Just like so many other bands you also were on the John Peel Show. What can you remember from that? Personally I always thought that when Peelie died, the music died as well.
Garce: Yes that's an interesting point, he created a whole different view of popular music that was a backdrop for young musicians like us searching for an identity. We were enormously excited about being asked to do a John Peel Session but very young and rather than play one of our earlier singles for the show we played four completely new songs that hadn't even been played live, but it seemed to work and the session was repeated by the BBC.
Recently your albums got re-released by Cherry Red. Do you think this created a new fanbase?
Tony: Certainly, both directly - by allowing more people to discover our recordings, and indirectly - by giving us personally a catalyst to re-form and play live again. It was during the meetings that we had to decide the track-listing and running order for the Best Of that we re-connected personally and decided to start playing and recording together again.

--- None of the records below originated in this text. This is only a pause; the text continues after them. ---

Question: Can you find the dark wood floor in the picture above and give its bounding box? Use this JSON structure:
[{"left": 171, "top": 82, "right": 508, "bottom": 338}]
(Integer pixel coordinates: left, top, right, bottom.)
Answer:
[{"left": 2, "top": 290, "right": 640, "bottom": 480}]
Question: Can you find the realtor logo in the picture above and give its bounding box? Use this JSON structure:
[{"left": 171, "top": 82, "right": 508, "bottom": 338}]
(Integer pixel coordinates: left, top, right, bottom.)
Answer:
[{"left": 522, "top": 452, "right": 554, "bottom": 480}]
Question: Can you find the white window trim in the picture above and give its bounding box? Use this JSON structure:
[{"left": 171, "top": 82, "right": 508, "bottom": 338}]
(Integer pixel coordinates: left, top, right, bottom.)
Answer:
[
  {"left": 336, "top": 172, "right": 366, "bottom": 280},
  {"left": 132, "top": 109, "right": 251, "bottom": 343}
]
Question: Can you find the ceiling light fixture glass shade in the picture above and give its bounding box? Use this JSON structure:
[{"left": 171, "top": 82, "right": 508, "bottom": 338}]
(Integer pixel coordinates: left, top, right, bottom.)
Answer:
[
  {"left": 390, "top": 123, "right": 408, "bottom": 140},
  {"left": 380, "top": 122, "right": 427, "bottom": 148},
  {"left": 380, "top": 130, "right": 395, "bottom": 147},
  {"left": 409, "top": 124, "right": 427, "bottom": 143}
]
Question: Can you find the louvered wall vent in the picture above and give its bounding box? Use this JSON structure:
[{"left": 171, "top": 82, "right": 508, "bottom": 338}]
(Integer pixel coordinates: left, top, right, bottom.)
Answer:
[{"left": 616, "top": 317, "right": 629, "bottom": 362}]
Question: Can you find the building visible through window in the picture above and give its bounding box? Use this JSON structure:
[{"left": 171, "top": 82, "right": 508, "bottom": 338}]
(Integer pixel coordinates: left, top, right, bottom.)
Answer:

Garce: The other important factor has been the ability to download music plus Youtube and social networking. Cherry Red re-releasing the albums got the music out there but I think Youtube has been just as important. When we do a gig these days 300 people watch it on the night but a week later another thousand have watched it on Youtube.
I never could do it myself, but how would you describe your own music?
Garce: Prog pop.
Tony: Existential white soul music!
These questions I always ask. Whats your favourite record of all time and please state why.
Tony: The Cure, 17 Seconds. I played it every day for more than a year and was hugely influenced by the sound of it (I bought a Fender Jazzmaster and Chorus pedal) and by the tone of voice (miserable, reflective, poignant). I was cast in stone musically by that album in many respects, and quite gladly.
Garce: It changes all the time but the one record that's always in my top five is Ziggy Stardust by David Bowie. It has so much atmosphere and that's the quality I look for in music including our own.
With whom wouldnt you mind to be alone with in an elevator for 8 hours and what would you do then?
Tony: Id love to have a chat with a resurrected John F Kennedy, to thank him personally for avoiding a nuclear war in the 60s, ask him what he might have done if hed had a second term, chat about Marilyn Monroe and his brother and generally chew the fat. And then Id write it all down and write a book, my 8 hours in a lift with JFK.
Garce: Kandinsky, the man credited with painting the first abstract painting. I've just finished reading his book 'The Spiritual in Art' and his comparison of the emotions we feel when looking at a painting with those feel when listing to music ought to keep us going for eight hours. I would then paint a masterpiece.
You soon will be gigging in Brussels. Have you played there before and what can we expect?
Tony: We have played there once, in 1988, I think. I have a VHS tape of that gig and it was by pausing the tape during a close up of my guitar effects pedal board that I managed to remember exactly how I had them set up in those days! Very useful, it was. You can expect two hours of music played live with a skill we never possessed when we were together originally (weve got much better!), all your favourite songs collected from our five studio albums, B sides and beyond, and some brand new songs from this year.
Thank you so much for doing this interview.
Garce: The pleasure is entirely ours.